Aris Kalaizis über Malerei in Krisenzeiten, die gesellschaftliche Relevanz von Kunst und die Demut des Anfangs

  »Ich habe nichts zu sagen – deshalb male ich« | Aris Kalaizis über Malerei in Krisenzeiten, die gesellschaftliche Relevanz von Kunst und die Demut des Anfangs

Der Maler Aris Kalaizis, 1966 als Sohn griechischstämmiger Eltern in Leipzig geboren, hat sich mit unbehaglichen, realistischen Darstellungen einen Namen gemacht. Er schuf das Titelbild der aktuellen kreuzer-Ausgabe und ist ab 1. Mai mit simultanen Einzelausstellungen in den Leipziger und Berliner Räumen der maerzgalerie präsent. Das ungekürzte Interview aus der aktuellen Ausgabe des kreuzer

Der Maler Aris Kalaizis, 1966 als Sohn griechischstämmiger Eltern in Leipzig geboren, hat sich mit unbehaglichen, realistischen Darstellungen einen Namen gemacht. Er schuf das Titelbild der aktuellen kreuzer-Ausgabe und ist ab 1. Mai mit simultanen Einzelausstellungen in den Leipziger und Berliner Räumen der maerzgalerie präsent. Das ungekürzte Interview aus der aktuellen Ausgabe des kreuzer.
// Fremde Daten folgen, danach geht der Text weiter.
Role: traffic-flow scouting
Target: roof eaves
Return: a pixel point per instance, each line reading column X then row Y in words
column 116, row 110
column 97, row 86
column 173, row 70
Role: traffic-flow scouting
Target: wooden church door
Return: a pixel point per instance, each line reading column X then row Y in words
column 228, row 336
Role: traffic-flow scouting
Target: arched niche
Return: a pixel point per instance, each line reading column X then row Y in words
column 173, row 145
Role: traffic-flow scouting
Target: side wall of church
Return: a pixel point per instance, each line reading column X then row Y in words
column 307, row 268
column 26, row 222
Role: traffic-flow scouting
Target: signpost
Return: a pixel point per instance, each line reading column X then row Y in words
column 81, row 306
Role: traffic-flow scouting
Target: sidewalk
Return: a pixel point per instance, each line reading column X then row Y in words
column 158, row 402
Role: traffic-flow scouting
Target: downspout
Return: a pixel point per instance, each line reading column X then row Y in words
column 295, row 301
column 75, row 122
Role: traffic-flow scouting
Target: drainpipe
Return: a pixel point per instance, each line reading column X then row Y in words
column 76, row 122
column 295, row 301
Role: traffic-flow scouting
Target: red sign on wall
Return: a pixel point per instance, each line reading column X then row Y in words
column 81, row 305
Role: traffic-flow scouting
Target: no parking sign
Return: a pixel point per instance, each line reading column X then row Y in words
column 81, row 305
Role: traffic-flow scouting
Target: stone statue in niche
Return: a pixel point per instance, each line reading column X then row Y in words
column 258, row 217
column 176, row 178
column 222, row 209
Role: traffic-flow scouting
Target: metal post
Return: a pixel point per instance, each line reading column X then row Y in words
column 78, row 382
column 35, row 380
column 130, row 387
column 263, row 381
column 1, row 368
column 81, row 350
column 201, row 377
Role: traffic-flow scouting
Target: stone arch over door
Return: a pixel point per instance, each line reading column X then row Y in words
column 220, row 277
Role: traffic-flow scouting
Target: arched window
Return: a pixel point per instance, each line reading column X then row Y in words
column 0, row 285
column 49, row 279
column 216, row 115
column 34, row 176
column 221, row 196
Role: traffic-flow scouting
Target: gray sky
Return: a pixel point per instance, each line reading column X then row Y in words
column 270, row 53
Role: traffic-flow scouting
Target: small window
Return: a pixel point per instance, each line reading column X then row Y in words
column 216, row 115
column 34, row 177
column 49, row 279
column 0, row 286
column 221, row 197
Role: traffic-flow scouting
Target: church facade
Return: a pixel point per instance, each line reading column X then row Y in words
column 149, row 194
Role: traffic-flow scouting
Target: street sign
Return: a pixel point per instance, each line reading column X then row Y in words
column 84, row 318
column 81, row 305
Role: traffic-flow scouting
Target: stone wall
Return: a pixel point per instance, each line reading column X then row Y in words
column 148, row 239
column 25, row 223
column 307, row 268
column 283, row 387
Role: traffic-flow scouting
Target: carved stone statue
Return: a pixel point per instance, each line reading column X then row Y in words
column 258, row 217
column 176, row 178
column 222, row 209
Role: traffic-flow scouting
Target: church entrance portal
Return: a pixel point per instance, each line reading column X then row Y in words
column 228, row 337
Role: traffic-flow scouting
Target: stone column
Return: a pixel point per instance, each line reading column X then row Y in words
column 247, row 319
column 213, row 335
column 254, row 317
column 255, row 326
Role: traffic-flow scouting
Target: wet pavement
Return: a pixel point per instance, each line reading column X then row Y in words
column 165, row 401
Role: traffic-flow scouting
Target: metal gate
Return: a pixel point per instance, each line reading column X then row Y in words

kreuzer: Bildende Kunst hat immer schon scheinbare Gewissheiten der Wahrnehmung aufgebrochen. Viele Überzeugungen unserer Normalität beginnen derzeit krisenhaft zu erodieren. Bietet Kunst eine Möglichkeit, das Instabile, Verwirrende als positives Element in politische und gesellschaftliche Diskussionen einzuführen?

ARIS KALAIZIS: Wie wir gerade aus der jüngeren Geschichte des 20. Jahrhunderts wissen, hat Kunst oft einen kompensatorischen Charakter bewiesen und dadurch nicht selten den Weg in das Andere, das Neue geebnet. Im Grunde aber ist die Kunst doch immer eine Art Chiffrenschrift des gesellschaftlichen Lebens gewesen – ganz gleich, ob man sich als Künstler der Problematik gesellschaftlichen Daseins annimmt oder verweigert. Oft haben sogar die Verweigerer, diejenigen also, die keine Lust auf ein Verfolgungsrennen mit der Wirklichkeit hatten, in ihren Texten oder Bildern eine subtilere Stimmung ihrer Zeit vermitteln können.

kreuzer: Müsste sich die Kunst – und mit ihr der Künstler – jenseits vom Börsenwert der Leinwände nicht viel mehr einmischen in die Ausgestaltung einer zivilen Gesellschaft?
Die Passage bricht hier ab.